The amounts in issue on the combined claim and counterclaim exceed $1 million. It would appear that the issues to be resolved are factual rather than legal. However, it is unclear what, if any, complexities there may be in resolving these issues. I am told a trial is likely to take up to two weeks. In view of the amount at stake, this is not a matter which is so obviously unfit for determination by the Supreme Court that it should be transferred to the District Court.

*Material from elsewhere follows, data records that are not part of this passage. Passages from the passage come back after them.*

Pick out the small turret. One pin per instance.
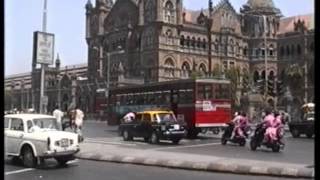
(58, 63)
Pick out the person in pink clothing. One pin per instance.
(268, 124)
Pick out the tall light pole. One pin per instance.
(265, 58)
(44, 29)
(305, 66)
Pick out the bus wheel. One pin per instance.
(154, 138)
(193, 133)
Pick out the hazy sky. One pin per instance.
(66, 19)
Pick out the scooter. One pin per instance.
(238, 138)
(258, 139)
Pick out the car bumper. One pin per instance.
(168, 135)
(54, 153)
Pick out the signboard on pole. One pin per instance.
(43, 47)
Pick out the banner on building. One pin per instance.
(43, 47)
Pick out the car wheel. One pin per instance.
(62, 161)
(309, 135)
(16, 160)
(154, 138)
(295, 133)
(276, 148)
(242, 142)
(146, 139)
(126, 135)
(253, 144)
(28, 157)
(176, 141)
(223, 141)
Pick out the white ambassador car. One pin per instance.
(34, 137)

The costs to the parties of pursuing the actions in the Supreme or the District Court will be about the same, although the trial fees in the Supreme Court are higher. Although the District Court action is now ready to be set for trial, if this action was to be sent to the District Court, there would presumably be a substantial delay before the combined actions could be referred for trial. There is no likelihood that a trial in the District Court would be at a significantly earlier date than one in the Supreme Court.
The plaintiff’s counsel referred me to the decision of Bleby J in Liddell v Southern Area Health Service,[4] but that case is of no particular assistance in exercising the discretion under s 24 of the District Court Act as to whether this action should be transferred.
[4] [2010] SASC 11.
In my view, as the plaintiff elected to institute this action in the Supreme Court, it should remain here unless good reason is shown why it should be transferred. The issues in the action in this Court are much broader than those in the District Court. The appropriate exercise of the discretion under s 24 of the District Court Act is that the District Court action should be transferred into this Court.
I have today made the following orders:
1That District Court action DCCIV-11-2136 be transferred into this Court.
2Costs of FDN5 to be the defendants’ costs.
3Fit for counsel.
4Further status hearing to be held on Wednesday, 4 April 2012 at 11.30am.